The problem is apparently the weak loonie — no, not that one, but rather the crashing Canadian dollar, which currently sits at 75 cents thanks to low oil prices (Canada produces a lot of oil by digging up all of Alberta and running it through a sieve). So despite a relatively strong fan base, an ownership group led by the former prime minister, and a new arena with around $300 million in public subsidies, the NHL has apparently decided that Quebec will need to wait on the sidelines until it can confirm that it will generate more than Monopoly money for league coffers. (“Apparently” because the NHL has denied it, but only with a “no final decisions have been reached” no-comment denial.)
So what does that mean for Las Vegas, which initially sounded like the even-crazier expansion idea? Will the NHL really go ahead with adding just one team, in a market that would be the league’s smallest and most desert-surrounded? The NHL has refused to issue any timetables for expansion, so who knows? It’s entirely possible that the league could just go back to the drawing board and issue a new call for expansion bids — after all, if you’re going to get a bidding war going, you really want more than two cities going after two slots. You can smell the excitement in Seattle already!
How sad is the state of journalism in the year 2015? Sadder than the fact that the Las Vegas Review-Journal, an ostensible newspaper that reports on news, ran an article with the headline “10 cool things about the new Strip arena,” because we know these kids today like listicles, or something. No, the sad part is how low the R-J’s bar is for cool:
5. T-Mobile is rumored to have landed the arena naming rights, but company officials are not commenting. Talk of Las Vegas-based Ultimate Fighting Championship buying the name appears to have gone nowhere.
That’s right, Vegas sports fans: It’s cool that your new arena will be named after a cellphone company. Wooooooooooooo! Hey, maybe it’ll even have a cool nickname, like, uh, like, “the T.” That’d be cool!
Other things noted as cool include the fact that luxury suite owners will be able to walk from their cars to their seats via a special bridge so as not to have to hobnob with the hoi polloi, and that Toshiba will be installing face-recognition video cameras to send fans customized digital ads and then measure how long they stand staring at them. (No word on whether Toshiba’s cameras can distinguish staring in fascination and staring in horror.)

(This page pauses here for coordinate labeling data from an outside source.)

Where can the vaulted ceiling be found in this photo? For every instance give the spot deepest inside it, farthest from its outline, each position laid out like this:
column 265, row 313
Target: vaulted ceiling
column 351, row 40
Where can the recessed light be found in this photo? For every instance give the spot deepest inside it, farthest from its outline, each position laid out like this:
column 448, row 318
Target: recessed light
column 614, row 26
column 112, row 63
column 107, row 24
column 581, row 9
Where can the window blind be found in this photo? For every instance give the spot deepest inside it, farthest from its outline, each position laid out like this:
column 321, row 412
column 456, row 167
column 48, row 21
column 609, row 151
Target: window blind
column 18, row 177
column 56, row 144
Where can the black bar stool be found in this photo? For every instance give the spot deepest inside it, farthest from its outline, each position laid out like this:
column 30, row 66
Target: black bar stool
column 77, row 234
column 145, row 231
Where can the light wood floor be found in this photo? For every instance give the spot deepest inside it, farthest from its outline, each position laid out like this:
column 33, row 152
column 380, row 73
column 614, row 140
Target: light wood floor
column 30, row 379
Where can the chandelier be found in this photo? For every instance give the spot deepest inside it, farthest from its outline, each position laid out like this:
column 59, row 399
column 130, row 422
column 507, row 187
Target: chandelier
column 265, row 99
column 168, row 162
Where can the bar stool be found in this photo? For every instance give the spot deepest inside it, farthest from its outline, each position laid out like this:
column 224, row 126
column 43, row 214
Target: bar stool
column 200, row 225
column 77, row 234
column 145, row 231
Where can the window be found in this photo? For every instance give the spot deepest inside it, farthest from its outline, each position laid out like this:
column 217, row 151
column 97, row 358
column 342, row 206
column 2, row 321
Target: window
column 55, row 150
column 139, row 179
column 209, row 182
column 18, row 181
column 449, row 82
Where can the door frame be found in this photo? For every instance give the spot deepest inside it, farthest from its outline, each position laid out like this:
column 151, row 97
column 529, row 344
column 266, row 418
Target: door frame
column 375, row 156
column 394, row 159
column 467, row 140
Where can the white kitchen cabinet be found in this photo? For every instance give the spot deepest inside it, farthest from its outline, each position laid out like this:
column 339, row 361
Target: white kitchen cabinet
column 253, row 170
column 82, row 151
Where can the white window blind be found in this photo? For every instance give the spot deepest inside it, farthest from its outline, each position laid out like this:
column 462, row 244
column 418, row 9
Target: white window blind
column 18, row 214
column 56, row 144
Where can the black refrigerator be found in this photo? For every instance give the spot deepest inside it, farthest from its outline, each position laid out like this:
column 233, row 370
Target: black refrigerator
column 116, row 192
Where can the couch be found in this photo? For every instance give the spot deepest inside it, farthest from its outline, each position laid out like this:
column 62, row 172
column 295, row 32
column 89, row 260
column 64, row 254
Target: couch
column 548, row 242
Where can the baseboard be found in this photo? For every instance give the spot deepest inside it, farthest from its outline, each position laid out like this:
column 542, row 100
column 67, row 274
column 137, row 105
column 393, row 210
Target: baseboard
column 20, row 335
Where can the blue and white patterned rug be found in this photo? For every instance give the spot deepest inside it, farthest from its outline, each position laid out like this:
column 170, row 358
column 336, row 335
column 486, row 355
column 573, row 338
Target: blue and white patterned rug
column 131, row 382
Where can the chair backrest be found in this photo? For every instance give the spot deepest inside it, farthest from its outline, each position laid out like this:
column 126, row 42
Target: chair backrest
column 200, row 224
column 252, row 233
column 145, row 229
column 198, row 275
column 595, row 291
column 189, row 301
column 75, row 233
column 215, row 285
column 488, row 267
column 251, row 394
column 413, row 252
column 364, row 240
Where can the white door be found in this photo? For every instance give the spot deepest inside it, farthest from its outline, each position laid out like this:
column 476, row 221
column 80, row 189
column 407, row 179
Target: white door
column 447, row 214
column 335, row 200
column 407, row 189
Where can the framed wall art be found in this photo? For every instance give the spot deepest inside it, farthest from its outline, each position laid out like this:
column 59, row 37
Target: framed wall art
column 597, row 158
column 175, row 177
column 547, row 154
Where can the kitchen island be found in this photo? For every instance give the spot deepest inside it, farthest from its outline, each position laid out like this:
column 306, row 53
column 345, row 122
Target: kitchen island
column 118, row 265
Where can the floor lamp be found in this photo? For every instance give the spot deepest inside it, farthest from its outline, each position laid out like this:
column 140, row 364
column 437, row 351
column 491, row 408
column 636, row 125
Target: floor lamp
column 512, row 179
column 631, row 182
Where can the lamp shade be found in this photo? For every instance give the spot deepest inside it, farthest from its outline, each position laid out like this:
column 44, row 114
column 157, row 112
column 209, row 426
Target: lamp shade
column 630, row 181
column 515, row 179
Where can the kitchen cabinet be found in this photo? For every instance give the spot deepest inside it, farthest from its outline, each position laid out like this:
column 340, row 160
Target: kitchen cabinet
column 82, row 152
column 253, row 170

The top-ten list does include the fact that MGM and AEG are paying for the arena without public subsidies, which is cool, though in a truly cool world it would just be business as usual. That is not the world we live in, though, so one-tenth of a yay.
The L.A. Times ran an article on progress on Las Vegas’s new arena on Saturday for some reason — possibly because AEG, owner of the Kings, is building it, or possibly just because it was Saturday and they needed to fill space — and there are two main reasons to click through:
- A promise of a link to a time-lapse construction video, though all I could find was a webcam of what the arena looks like right now and a video of the groundbreaking that mostly featured a woman in a bikini and a giant shovel.
- This wonderfully glass-half-full observation, buried in the final paragraph: “Selling hockey in Las Vegas will present challenges in a city built on gambling and lofty dreams, especially after the novelty of a new franchise wears off, and other professional sports leagues are sure to monitor this venture closely. Las Vegas has always been good at reinventing itself, and transforming itself into a hockey city might be its boldest experiment yet.”
Translation: Hockey in the desert hasn’t worked well before, and Las Vegas is a heck of a lot smaller than Phoenix, but Vegas has shown a propensity for just tearing stuff down that doesn’t work and building new stuff, so sure, why not give it a try? I’m still a bit puzzled why AEG is going ahead with funding a $350 million arena with its own money when it’s only projecting at best 140 events a year at the place, and 200 is the more typical breakeven point, but hey, it’s not my money. So long as they don’t ask for a bailout if and when it doesn’t work, that is.